John’s observation aside, there was some decent reporting and analysis out there, including this as reported by ESPN:
In a potentially game-changing moment for college athletics, the Chicago district of the National Labor Relations Board ruled on Wednesday that Northwestern football players qualify as employees of the university and can unionize.
NLRB regional director Peter Sung Ohr cited the players’ time commitment to their sport and the fact that their scholarships were tied directly to their performance on the field as reasons for granting them union rights.
Ohr wrote in his ruling that the players “fall squarely within the [National Labor Relations] Act’s broad definition of ’employee’ when one considers the common law definition of ’employee.'”
Ohr ruled that the players can hold a vote on whether they want to be represented by the College Athletes Players Association, which brought the case to the NLRB along with former Wildcats quarterback Kain Colter and the United Steelworkers union.
Game Changer or Delay of Game?
This release from Indiana University was also pretty good. They discuss the following issues:
Here’s a quick summary of the salient points
- Football players weren’t viewed as being primarily student due to the fact they receive compensation and their coaches exercise a high degree of control over schedules.
- The ruling only applies to students at private schools. Employees of state funded universities aren’t covered under the National Labor Relations Act.
- Questions remain open if the facts applied to the analysis applied to football players would apply to all other student athletes under Title IX, as explained by Kenneth Dau-Schmidt, the Willard and Margaret Carr Professor of Labor and Employment Law at the IU Maurer School of Law.
If this decision is upheld and college football players at private universities begin to organize, Dau-Schmidt added, there is a good question of how this system would work consistently with the Title IX requirement of equal athletic opportunities for women.
“Where there is a positive cash flow in college athletics, it’s usually associated with men’s football and basketball, not other sports.
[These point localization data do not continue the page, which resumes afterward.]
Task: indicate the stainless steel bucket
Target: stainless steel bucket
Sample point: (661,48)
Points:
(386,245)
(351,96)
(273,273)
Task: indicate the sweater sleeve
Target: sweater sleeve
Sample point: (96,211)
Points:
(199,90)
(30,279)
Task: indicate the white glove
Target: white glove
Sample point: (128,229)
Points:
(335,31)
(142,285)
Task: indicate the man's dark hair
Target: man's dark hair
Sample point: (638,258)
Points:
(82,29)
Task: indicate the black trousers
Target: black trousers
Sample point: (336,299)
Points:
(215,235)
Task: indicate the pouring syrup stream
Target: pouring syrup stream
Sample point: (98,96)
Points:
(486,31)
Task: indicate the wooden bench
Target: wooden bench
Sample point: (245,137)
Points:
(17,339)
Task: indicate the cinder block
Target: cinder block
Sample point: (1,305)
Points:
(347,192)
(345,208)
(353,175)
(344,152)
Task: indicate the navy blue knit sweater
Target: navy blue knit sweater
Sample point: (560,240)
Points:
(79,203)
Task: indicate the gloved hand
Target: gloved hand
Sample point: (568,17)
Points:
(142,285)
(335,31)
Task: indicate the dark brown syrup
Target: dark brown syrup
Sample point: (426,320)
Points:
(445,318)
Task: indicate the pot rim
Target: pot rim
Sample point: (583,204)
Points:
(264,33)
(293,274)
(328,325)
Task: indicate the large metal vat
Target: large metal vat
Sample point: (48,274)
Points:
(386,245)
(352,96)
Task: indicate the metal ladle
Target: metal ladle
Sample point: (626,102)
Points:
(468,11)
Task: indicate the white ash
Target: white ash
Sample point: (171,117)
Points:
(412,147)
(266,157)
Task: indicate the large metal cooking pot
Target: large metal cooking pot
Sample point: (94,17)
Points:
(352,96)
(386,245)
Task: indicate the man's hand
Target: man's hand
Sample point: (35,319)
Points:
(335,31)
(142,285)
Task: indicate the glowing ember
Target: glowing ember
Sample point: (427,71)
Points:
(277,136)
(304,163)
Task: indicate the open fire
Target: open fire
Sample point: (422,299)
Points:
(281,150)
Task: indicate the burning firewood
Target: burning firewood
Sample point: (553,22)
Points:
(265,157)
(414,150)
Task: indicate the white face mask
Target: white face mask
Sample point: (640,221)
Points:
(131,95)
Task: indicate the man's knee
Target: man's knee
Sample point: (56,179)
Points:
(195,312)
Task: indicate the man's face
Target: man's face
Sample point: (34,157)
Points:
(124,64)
At the bigger schools, men’s football and basketball revenue supports the other athletic programs. Would Title IX mean that the football players have to negotiate benefits for all athletes and not just themselves? That would make for a very curious system of collective bargaining.
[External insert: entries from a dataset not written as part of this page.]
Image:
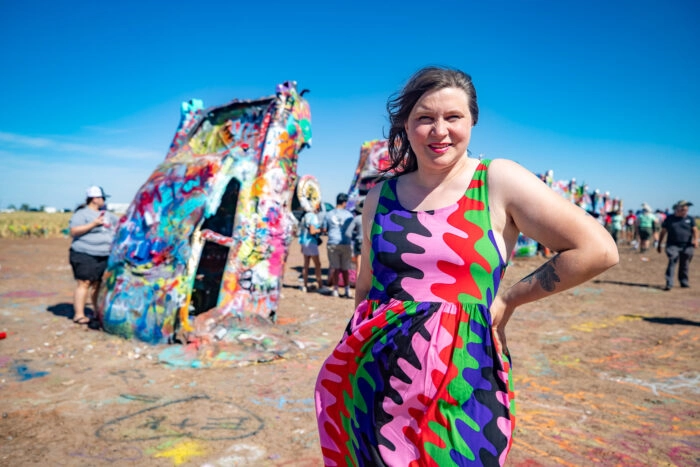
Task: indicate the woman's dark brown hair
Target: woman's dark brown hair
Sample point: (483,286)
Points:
(399,106)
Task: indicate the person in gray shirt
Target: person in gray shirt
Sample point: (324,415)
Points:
(92,228)
(335,224)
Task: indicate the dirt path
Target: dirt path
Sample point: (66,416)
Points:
(605,374)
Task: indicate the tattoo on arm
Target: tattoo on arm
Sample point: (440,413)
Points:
(545,275)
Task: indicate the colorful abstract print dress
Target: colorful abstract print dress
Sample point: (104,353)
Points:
(416,379)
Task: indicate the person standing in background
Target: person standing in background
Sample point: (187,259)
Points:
(646,228)
(616,221)
(309,238)
(92,228)
(630,226)
(681,243)
(335,224)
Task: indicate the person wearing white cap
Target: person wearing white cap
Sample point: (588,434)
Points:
(92,228)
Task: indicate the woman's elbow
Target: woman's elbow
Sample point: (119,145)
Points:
(607,253)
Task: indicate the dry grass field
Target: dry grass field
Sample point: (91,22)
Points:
(22,224)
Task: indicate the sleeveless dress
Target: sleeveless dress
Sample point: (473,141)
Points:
(416,379)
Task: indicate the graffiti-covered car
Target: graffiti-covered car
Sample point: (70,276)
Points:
(204,241)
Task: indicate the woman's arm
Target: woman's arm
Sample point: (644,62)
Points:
(523,203)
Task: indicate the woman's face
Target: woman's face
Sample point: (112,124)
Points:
(439,127)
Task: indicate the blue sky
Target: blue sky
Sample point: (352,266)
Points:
(603,91)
Getting that first contract takes a long time
What no one has mentioned so far is this. So far, all the players have done is win a ruling that they are entitled to vote to decide whether or not they want to be represented by a union. Setting aside all other likely challenges, the NLRB still has to hold the election, and a majority of players will have to vote in favor of the union in order for them to win the right to bargain for a collective bargaining agreement. And then they have to negotiate and agree to a collective bargaining agreement.
Initial collective bargaining agreements are notoriously difficult to obtain. Many times, workers vote for a union and then never obtain a collective bargaining agreement. In this situation, many of the current student athletes will have graduated and moved on into the real world by the time any contract is reached. I know of one current situation where a Teamsters local has been bargaining for more than two years to get a first contract in a distribution warehouse. Just imagine how complex the negotiations for student athletes will be compared to that.
This story has a long way to go before we see how much of a game changer it actually will be, especially without a vote being held yet, and with the difficulties many unions face in obtaining initial contracts.